Pour découvrir ce qu'un groupe a de mieux à offrir, il faut parfois remonter aux sources, à l'époque où, encore jeune, il livrait d'un coup d'un seul tout ce qu'il avait en tête, sans rien garder sous la pédale, sans avoir encore à s'autocensurer, à se réinventer ou à se répéter. C'est le cas, par exemple, d'Imaginations Treetrunk, un collectif hip-hop basé à Vancouver et aux limites indécises.
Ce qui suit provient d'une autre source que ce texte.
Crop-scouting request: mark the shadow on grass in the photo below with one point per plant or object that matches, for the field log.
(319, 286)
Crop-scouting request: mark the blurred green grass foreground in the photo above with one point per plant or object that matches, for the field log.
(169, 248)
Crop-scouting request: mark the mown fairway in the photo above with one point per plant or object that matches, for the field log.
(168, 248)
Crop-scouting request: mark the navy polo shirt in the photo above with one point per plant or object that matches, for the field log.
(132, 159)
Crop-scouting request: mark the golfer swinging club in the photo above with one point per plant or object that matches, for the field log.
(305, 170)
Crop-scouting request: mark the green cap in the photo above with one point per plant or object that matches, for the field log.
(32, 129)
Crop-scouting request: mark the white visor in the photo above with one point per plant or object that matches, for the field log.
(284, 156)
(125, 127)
CASTHEADWORK - Natural Patterns

Autoproduit :: 2003 :: acheter ce disque

Il était évident qu'il y avait des qualités chez ces rappeurs, en particulier chez leur beatmaker Aalo Guha. Mais leurs albums, des disques inégaux à force d'être remplis à ras-bord et desservis par des rappeurs pas toujours au top, avaient été, dans l'ensemble, des déceptions. Pour trouver ce qu'il avait sorti de meilleur, il fallait retourner en fait aux origines du collectif, vers 2002, jusqu'à ce Natural Patterns aujourd'hui introuvable en version CD, sorti par un groupe qui s'appelait alors CastHeadWork et composé seulement de l'impeccable Aalo Guha, du rappeur Azrael, et d'un autre MC, dénommé Cle, et disparu depuis de la circulation.
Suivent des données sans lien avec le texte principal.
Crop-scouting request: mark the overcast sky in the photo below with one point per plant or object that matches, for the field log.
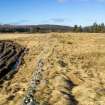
(62, 12)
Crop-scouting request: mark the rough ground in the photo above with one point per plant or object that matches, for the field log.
(73, 71)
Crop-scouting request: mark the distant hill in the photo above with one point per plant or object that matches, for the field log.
(34, 28)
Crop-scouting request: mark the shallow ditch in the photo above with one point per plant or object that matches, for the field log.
(11, 56)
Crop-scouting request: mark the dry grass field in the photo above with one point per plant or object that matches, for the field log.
(73, 70)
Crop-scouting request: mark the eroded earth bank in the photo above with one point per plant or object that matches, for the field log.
(52, 69)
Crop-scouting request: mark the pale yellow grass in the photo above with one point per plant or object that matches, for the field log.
(84, 56)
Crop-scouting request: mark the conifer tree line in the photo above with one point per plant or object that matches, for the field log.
(95, 28)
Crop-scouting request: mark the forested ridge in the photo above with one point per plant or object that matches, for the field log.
(95, 28)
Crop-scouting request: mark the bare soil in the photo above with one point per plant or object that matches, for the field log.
(73, 70)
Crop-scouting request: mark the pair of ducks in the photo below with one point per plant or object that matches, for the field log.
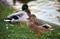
(35, 24)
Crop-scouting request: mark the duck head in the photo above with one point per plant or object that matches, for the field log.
(26, 9)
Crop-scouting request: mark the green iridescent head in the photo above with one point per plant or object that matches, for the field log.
(25, 7)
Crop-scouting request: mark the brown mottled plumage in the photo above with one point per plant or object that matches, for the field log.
(37, 24)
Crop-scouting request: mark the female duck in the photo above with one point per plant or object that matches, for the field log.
(38, 25)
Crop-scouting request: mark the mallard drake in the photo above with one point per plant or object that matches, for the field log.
(20, 15)
(38, 25)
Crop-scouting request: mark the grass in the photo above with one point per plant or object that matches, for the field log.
(16, 31)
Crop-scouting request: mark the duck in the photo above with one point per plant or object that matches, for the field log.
(38, 25)
(19, 16)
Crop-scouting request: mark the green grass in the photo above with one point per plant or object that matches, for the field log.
(16, 31)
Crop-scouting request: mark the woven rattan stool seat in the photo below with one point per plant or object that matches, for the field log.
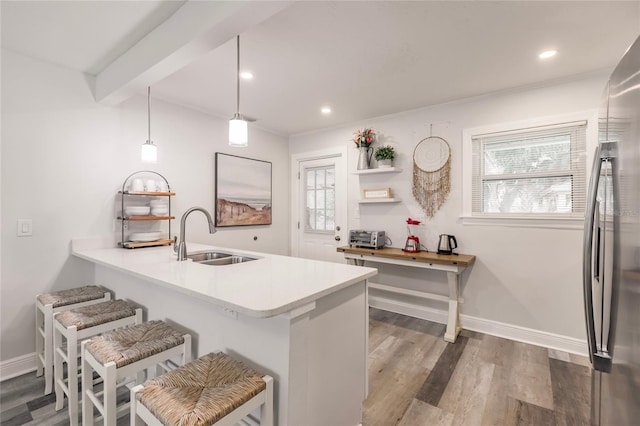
(134, 343)
(100, 313)
(201, 392)
(71, 296)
Le titre, la pochette et le nom de certains morceaux ("Acoustic Ecologie", "Stare at the Sun", "Age") laissaient croire qu'on avait affaire à un disque de new age ou de musique de relaxation... Et de fait, il y avait un peu de cela : Natural Patterns était le grand disque dépressif d'Aalo Guha et de ses compères, c'était un album écolo contemplatif, introduit d'emblée par une plage très ambient et composé exclusivement de beats lents et vaporeux, qui s'enchaînaient sans couture, et parfois même sans transition ("Keep on Staring" et "Still Standing" partagent en fait le même instrumental). Et si les MCs ne faisaient pas profil bas, s'ils ne renonçaient pas au plaisir, par exemple, d'un bon ego trip, ils savaient aussi parfois se taire et laisser aux ambiances sonores le temps de faire leur œuvre.
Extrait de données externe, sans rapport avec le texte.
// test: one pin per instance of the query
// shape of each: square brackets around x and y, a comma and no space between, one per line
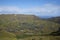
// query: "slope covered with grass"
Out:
[26,25]
[7,36]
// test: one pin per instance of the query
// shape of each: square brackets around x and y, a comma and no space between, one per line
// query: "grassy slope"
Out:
[27,23]
[7,36]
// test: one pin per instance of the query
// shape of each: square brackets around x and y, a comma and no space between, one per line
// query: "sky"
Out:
[34,7]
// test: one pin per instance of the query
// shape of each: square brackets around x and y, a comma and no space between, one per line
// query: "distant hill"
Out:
[20,24]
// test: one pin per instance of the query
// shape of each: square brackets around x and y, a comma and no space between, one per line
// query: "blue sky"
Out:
[36,7]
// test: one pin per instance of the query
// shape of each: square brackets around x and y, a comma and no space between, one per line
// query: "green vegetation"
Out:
[7,36]
[24,26]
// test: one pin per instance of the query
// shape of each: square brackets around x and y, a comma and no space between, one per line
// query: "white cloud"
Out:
[47,9]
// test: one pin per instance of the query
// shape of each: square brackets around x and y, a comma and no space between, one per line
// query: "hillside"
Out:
[25,25]
[55,19]
[7,36]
Et curieusement, c'était bien, presque toujours, grâce notamment au piano paisible et à la rappeuse MC Shay sur "Not Your Typical", au long finale jazzy de "Keep on Staring", à la mélodie extrême-orientale d'un "Ages" présent en deux versions, à l'agencement subtil en raps, piano, violoncelle et saxophone éthéré de "Hassles Stressin'". Le sommet de l'album, toutefois, c'était incontestablement la boucle électronique sale, concise et imperturbable de "Deeper". Ce titre c'était la preuve ultime, la meilleure démonstration, en dehors des albums souvent trop brouillons d'Imaginations Treetrunk, du talent véritable d'Aalo Guha.

PS : merci à Pseud Etienne, grand pourvoyeur de trésors cachés. S'il ne m'avait fait découvrir ce disque oublié, j'aurais fait une croix définitive sur Aalo Guha et les siens.